Week 20 (Jan. 5 - 9)

Reading: Temperature (Chap. 19)

Key Topics:
temperature measurement, thermometry, thermal expansion, ideal gasses
Topics: The zeroth law of thermodynamics; thermometry; practical and absolute temperature scales; constant volume gas thermometry; ice, steam and triple points of water; Fahrenheit, Celsius and Kelvin temperature scales; thermal expansion coefficient; Boyle's and Charles' Laws; ideal gas law

Week 20 Homework Problems:
  1. Short essay questions for class discussion:
    • In principle, any gas can be used for a constant volume thermometer. Why can you not use oxygen below 15K? What gas might you use?
    • Metal lids to glass jars can often be loosened by running hot water over them. How is this possible?
    • Why should the amalgam used in dental fillings have the same average coefficient of thermal expansion as a tooth? What would occur if it didn't?
    • A mass is suspended from a rubber band.
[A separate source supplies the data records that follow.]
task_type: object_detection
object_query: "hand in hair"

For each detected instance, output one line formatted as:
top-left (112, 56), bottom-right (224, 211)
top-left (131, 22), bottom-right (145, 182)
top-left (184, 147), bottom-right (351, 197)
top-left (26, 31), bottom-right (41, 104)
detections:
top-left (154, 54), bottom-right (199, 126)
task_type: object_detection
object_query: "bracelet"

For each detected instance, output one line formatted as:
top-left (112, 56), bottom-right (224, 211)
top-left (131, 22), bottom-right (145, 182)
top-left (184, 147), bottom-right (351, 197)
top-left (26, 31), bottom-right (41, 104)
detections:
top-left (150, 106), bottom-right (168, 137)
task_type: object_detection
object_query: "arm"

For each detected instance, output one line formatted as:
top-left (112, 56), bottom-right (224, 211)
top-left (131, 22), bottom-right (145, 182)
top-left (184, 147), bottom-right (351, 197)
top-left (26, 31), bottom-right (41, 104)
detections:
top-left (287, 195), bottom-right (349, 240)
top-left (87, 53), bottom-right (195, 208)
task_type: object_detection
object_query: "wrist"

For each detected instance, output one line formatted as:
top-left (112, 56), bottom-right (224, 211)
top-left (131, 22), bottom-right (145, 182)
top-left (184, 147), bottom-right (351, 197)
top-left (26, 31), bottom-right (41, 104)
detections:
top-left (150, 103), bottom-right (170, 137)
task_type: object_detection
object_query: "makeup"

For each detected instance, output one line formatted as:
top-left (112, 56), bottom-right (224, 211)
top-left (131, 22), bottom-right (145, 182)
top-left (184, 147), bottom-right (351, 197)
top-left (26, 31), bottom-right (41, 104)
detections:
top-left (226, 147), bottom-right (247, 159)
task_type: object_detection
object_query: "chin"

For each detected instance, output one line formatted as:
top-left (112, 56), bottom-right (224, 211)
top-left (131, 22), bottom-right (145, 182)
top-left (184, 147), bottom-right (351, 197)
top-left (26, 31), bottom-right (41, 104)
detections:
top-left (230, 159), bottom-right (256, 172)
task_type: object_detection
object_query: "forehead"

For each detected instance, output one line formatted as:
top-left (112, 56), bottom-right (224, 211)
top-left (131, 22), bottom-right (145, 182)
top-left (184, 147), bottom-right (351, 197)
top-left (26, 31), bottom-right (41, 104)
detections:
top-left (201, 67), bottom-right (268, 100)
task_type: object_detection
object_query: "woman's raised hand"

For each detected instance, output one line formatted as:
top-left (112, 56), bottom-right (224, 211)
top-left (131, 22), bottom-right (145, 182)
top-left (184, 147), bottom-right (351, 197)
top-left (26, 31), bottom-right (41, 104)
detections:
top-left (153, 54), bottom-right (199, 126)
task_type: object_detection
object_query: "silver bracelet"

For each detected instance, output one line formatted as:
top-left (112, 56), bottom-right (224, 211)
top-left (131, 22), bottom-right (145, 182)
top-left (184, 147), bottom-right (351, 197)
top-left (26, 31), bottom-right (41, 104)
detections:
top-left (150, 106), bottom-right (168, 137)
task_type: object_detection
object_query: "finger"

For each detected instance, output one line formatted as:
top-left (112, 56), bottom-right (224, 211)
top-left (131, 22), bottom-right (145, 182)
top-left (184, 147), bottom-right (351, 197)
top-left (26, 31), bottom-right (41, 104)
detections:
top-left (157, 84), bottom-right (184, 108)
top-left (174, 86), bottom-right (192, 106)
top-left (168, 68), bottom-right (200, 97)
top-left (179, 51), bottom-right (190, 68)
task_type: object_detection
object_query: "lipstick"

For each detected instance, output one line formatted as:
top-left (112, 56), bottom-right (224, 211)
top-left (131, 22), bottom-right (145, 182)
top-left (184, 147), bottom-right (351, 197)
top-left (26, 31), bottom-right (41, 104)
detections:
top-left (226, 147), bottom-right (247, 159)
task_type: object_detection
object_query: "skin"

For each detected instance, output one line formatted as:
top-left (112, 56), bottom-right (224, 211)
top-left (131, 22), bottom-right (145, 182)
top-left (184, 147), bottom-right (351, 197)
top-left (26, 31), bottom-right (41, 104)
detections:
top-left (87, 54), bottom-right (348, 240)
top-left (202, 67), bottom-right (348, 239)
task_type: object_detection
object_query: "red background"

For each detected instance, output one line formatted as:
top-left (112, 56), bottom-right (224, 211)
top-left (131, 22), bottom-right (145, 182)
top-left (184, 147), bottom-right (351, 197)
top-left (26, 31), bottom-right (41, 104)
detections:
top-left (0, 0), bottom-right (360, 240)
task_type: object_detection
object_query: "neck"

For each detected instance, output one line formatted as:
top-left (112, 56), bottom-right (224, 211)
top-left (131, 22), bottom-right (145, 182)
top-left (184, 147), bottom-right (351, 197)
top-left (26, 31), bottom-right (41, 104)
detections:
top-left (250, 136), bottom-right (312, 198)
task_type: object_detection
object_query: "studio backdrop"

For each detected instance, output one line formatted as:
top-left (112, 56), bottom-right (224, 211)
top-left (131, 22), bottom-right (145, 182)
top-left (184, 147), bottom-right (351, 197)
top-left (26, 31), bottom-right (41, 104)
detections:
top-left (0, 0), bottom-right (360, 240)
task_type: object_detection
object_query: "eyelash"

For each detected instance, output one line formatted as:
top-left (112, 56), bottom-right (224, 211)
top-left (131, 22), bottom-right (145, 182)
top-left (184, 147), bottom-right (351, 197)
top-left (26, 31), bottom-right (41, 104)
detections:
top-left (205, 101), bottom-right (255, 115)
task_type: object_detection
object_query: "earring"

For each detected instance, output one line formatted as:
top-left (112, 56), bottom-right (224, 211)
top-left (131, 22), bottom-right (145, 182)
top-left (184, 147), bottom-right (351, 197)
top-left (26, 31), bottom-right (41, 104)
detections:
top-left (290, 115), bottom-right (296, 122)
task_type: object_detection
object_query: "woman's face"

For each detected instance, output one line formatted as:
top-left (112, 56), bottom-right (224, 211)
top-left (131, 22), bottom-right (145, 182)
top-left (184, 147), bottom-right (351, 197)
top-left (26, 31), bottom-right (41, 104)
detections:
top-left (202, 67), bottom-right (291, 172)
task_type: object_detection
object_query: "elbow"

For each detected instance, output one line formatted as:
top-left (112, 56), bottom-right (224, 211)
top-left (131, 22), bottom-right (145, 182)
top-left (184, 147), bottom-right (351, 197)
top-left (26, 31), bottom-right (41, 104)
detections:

When the rubber band is heated with a hair drier, the rubber band shrinks and the mass is lifted. What does this imply about the coefficient of linear expansion of rubber?
    • Explain why a column of mercury in a glass thermometer first descends then rises when placed in a beaker of hot water.
    • Markings to indicate length are placed on a steel tape in a room that has a temperature of 22 deg. C. Are measurements made on a warm day, when the temperature is 27 deg. C too long, too short, or accurate? Explain.
    • The suspension of a pendulum clock is made of brass. When the temperature increases, does the period of the clock increase, decrease or remain the same? Explain.
    • Why don't ponds freeze all the way to the bottom in the winter?
  2. A constant volume gas thermometer is calibrated in dry ice (solid CO2 has a temperature of -80.0 deg. C) and in boiling ethyl alcohol (78.0 deg. C). The two pressures are 0.900 atm and 1.635 atm. What value of absolute zero does the calibration yield? What is the pressure at the freezing point of water? The boiling point of water?
  3. A substance is heated from -12 deg. F to 150 deg. F. What is the change in temperature on the Celsius scale? The Kelvin scale?
  4. A hollow aluminum cylinder 20.0 cm deep has an internal capacity of 2.000 L at 20.0 deg. C. It is completely filled with turpentine, and then warmed to 80.0 deg. C. How much turpentine overflows? If it is then cooled back to 20.0 deg. C, how far below the cylinder's rim is the turpentine surface?
  5. An air bubble originating from a deep sea diver has a radius of 5.0 mm at some depth h. When the bubble reaches the surface of the water, it has a radius of 7.0 mm. Assuming the temperature of the air in the bubble remains constant, determine the depth h of the diver the absolute pressure at this depth.